As worries about the nationwide shortage of qualified truckers continues on, large truckload carriers are sell struggling retaining drivers, according to annualized driver turnover rate statistics from the American Trucking Association.
The ATA recently reported that the turnover rate with large carriers – fleets with at least $30 million in annual revenue – rose one percent to 92% in the first quarter of 2014.
If a trucking company has 100 percent turnover rate, it means they have to replace the equivalent of their entire workforce of drivers in the course of a year in order to maintain stable operations.
Chief Economist Bob Costello, admits that number is pretty high compared to four years ago when the turnover rate was just 39%, but points out that it’s not the worst the industry has ever seen.
“Despite this dip, the market for experienced, qualified drivers remains exceptionally tight,” said ATA Chief Economist Bob Costello. “I expect, as the economy continues to pick up, we’ll see that market get even tighter.”

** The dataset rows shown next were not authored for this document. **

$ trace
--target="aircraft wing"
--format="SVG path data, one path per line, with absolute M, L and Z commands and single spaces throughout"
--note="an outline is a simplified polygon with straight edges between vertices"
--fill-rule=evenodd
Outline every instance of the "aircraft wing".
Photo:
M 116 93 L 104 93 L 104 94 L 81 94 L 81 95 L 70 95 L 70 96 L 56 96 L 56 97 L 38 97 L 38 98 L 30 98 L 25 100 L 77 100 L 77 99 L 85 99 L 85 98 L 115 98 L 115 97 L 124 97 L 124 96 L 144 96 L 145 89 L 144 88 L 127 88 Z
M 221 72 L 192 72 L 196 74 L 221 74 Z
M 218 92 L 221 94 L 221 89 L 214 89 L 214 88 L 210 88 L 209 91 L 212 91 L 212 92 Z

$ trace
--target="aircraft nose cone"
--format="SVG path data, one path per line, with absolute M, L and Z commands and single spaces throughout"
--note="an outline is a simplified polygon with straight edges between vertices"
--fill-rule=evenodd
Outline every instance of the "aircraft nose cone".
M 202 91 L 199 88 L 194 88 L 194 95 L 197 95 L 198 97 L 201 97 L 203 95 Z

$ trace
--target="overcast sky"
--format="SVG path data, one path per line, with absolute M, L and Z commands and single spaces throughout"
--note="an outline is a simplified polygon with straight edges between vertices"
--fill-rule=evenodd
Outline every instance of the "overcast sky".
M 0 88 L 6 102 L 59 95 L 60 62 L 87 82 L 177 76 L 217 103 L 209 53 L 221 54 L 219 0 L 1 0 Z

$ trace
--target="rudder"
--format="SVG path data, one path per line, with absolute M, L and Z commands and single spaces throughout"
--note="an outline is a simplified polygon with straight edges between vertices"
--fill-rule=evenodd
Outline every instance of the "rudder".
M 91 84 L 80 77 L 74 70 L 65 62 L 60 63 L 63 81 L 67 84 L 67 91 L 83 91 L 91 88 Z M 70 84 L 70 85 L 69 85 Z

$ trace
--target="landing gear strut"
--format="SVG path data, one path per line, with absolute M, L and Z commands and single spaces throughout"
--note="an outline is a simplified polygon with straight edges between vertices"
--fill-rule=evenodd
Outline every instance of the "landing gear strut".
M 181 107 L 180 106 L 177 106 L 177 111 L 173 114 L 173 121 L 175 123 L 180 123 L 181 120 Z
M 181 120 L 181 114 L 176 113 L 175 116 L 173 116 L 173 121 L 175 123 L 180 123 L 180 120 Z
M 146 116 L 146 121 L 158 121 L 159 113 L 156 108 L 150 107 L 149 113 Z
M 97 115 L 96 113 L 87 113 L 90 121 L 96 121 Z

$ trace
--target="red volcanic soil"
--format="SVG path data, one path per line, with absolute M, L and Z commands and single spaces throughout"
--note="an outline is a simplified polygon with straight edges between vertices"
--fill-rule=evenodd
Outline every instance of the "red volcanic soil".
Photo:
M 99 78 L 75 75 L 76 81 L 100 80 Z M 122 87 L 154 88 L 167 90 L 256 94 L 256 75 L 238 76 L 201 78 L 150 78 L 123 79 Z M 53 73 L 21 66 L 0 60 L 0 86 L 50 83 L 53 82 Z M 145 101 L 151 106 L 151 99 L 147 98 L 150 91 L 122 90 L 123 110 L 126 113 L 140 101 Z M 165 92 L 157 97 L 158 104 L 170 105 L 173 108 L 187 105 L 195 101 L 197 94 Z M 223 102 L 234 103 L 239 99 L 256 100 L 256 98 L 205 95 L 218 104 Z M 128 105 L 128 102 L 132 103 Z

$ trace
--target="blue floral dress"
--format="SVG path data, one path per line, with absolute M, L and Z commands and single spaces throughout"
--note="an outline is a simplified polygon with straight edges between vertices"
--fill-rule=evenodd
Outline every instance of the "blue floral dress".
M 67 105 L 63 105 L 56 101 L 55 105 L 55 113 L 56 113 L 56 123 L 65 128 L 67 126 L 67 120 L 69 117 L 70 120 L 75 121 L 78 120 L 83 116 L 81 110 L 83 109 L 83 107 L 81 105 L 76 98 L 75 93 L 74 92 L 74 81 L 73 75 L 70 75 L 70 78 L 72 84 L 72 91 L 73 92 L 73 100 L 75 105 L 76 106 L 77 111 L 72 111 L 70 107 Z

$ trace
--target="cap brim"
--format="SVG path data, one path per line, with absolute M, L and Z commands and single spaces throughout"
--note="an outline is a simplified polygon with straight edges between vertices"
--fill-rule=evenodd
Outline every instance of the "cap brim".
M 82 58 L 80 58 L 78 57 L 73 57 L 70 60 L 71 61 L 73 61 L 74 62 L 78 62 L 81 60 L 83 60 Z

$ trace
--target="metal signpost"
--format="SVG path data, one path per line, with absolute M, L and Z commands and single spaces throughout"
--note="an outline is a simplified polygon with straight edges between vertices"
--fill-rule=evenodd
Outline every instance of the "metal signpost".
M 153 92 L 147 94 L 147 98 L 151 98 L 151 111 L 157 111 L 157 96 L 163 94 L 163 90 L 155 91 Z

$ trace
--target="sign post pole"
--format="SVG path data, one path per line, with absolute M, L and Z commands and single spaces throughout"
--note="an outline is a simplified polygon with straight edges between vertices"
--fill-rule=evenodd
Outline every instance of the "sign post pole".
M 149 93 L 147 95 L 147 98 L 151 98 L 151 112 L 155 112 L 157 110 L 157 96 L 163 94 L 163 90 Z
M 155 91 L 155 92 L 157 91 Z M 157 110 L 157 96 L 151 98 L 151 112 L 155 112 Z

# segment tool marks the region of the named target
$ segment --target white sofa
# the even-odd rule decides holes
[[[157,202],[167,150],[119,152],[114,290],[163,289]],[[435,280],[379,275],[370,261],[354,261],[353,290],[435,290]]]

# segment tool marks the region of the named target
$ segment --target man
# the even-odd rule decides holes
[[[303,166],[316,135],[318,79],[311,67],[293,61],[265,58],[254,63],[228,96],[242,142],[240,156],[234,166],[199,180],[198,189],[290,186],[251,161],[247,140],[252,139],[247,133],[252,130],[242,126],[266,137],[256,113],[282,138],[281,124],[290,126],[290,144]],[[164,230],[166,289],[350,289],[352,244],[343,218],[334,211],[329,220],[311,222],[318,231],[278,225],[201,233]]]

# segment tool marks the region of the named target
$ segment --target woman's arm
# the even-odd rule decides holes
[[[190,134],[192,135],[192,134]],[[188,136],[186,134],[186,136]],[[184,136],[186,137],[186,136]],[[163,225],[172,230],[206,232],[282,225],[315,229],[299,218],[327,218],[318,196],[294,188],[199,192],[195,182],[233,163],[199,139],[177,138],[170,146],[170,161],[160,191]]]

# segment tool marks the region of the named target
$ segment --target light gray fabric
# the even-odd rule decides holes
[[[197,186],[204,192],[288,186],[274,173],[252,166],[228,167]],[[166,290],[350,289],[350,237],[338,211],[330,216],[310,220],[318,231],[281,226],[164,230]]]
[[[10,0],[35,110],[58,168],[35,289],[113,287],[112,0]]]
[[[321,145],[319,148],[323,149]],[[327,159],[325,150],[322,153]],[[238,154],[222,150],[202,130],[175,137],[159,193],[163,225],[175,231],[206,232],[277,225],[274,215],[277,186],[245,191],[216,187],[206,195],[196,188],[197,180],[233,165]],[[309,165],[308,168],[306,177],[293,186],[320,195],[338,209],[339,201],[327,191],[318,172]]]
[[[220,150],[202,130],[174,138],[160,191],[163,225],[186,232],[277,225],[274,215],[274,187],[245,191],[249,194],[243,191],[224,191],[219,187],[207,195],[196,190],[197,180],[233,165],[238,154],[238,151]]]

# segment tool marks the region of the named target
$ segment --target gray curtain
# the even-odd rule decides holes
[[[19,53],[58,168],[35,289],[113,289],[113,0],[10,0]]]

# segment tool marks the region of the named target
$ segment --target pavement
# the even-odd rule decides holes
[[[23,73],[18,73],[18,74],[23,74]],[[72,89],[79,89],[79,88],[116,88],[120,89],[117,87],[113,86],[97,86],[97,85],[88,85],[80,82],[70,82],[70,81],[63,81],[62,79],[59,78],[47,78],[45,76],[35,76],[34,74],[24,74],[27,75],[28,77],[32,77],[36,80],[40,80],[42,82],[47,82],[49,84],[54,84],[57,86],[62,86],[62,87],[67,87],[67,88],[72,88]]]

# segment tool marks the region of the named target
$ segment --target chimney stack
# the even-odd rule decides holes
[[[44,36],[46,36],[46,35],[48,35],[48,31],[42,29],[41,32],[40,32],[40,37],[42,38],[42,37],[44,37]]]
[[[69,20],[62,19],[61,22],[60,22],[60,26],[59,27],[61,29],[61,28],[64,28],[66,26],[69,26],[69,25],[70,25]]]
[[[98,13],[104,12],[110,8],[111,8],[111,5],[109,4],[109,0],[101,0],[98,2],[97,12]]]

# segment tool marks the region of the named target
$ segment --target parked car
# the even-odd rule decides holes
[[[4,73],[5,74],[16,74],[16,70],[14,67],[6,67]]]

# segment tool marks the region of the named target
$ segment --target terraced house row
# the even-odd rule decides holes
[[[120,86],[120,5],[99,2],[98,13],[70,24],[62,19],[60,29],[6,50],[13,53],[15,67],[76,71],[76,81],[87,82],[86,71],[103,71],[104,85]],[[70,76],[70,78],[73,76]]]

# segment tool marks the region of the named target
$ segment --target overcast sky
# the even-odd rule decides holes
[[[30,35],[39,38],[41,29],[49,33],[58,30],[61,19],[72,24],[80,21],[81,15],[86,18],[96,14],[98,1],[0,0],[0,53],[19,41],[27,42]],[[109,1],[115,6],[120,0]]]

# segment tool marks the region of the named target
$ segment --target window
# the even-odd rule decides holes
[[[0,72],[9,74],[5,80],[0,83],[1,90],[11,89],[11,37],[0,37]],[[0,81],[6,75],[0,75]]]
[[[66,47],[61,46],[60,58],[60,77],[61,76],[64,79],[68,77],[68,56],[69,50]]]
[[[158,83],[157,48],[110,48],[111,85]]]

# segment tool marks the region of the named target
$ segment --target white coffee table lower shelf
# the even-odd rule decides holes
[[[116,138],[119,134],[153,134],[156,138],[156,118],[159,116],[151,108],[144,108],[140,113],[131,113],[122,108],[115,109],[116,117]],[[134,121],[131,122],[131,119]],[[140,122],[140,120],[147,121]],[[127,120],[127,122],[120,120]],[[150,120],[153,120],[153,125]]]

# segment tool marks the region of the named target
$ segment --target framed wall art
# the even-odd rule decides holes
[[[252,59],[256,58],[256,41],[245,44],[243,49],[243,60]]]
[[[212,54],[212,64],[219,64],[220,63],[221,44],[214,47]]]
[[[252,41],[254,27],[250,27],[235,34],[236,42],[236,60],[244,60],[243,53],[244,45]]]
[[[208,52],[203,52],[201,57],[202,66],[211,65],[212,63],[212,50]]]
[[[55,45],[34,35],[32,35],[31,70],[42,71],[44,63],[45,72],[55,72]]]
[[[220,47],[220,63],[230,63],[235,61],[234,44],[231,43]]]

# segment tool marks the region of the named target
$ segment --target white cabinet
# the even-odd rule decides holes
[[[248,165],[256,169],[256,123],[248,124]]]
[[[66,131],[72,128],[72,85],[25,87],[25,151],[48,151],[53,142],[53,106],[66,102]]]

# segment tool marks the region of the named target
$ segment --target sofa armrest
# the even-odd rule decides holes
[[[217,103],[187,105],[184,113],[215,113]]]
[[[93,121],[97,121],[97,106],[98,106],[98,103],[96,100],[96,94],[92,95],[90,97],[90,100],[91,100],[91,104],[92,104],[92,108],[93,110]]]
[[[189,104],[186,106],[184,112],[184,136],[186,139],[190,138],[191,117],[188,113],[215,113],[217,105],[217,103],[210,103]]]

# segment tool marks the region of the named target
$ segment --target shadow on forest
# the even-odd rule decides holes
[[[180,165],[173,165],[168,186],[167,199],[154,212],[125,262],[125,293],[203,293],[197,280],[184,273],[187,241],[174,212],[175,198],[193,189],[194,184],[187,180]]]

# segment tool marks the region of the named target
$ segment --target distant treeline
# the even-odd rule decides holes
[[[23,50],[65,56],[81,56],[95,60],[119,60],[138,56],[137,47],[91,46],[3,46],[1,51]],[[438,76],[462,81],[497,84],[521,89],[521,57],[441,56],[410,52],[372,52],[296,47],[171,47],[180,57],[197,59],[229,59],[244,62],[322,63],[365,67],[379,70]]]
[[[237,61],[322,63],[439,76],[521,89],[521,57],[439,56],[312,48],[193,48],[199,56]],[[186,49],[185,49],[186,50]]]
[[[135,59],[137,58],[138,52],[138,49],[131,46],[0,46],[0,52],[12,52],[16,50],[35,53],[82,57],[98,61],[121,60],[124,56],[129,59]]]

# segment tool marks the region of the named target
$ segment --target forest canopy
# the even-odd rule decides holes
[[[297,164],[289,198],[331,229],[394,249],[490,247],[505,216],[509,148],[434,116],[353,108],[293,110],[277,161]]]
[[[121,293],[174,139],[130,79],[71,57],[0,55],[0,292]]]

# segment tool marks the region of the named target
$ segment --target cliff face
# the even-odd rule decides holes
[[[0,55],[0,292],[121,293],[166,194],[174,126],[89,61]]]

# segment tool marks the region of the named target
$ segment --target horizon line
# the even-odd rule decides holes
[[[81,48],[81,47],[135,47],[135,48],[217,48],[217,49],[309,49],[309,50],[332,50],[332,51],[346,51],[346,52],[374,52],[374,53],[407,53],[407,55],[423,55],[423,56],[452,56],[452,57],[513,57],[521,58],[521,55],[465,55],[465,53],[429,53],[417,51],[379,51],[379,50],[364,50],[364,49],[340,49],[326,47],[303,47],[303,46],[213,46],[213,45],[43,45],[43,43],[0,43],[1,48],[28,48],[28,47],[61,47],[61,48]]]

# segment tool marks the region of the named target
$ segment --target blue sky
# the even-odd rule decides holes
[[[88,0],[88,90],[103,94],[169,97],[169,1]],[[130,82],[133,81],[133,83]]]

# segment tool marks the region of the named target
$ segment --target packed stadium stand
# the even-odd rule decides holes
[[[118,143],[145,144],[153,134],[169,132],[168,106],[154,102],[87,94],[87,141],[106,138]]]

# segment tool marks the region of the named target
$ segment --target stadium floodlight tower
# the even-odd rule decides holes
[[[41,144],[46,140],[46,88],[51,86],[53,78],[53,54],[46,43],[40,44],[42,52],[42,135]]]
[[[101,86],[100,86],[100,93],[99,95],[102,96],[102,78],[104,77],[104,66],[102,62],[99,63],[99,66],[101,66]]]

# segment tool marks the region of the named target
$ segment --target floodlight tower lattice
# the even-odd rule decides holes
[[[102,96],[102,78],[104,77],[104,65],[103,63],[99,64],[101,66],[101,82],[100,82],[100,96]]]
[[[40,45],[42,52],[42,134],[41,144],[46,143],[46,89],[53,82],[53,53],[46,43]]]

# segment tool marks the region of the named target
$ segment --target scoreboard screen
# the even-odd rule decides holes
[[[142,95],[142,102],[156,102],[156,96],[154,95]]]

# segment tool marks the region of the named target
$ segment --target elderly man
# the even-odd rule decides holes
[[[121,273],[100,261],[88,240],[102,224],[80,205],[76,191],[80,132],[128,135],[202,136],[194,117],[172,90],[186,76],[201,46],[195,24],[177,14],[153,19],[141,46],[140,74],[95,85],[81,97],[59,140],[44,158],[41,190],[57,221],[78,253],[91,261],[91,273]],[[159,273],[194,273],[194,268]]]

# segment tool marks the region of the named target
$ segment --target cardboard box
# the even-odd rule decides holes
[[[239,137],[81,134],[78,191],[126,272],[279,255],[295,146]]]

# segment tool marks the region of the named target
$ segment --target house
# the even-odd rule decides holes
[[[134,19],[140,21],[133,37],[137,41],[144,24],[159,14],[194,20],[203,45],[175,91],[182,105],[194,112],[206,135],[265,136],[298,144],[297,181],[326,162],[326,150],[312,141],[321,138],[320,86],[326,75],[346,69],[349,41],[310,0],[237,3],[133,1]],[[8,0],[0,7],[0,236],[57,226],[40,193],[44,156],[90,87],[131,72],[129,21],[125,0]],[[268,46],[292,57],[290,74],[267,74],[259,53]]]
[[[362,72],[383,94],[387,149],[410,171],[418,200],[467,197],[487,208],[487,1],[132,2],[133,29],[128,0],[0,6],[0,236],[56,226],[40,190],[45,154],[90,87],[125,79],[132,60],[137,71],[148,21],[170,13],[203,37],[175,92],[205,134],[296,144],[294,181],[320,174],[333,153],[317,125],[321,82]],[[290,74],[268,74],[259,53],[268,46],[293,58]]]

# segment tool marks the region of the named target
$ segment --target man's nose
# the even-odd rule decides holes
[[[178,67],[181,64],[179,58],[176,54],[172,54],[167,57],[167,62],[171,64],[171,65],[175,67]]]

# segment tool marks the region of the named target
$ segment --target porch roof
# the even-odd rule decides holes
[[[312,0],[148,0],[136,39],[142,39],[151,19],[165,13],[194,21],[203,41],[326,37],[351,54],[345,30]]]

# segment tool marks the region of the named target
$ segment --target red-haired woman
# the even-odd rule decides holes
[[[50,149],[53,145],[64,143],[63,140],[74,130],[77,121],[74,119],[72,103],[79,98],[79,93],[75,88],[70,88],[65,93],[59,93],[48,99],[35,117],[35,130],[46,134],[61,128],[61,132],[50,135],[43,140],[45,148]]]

Small truckload fleets saw a slight drop in their turnover rate, about 1 percent to 78%, which was the second lowest rate during the past year. In 2005 and 2006, turnover averaged 96% and 109% respectively.
High turnover makes it difficult for carriers to operate efficiently, keep trucks moving and competently meet the demands of customers. Some say the industry’s inability to retain drivers is just a bit of economic growth away from being something of a crisis for carriers and shippers.
“If the economy continues to improve as we expect it to,” Costello said, “we’ll see competition for drivers intensify, which will increase not just the turnover rate and exacerbate the driver shortage, but will push costs for fleets higher as well.”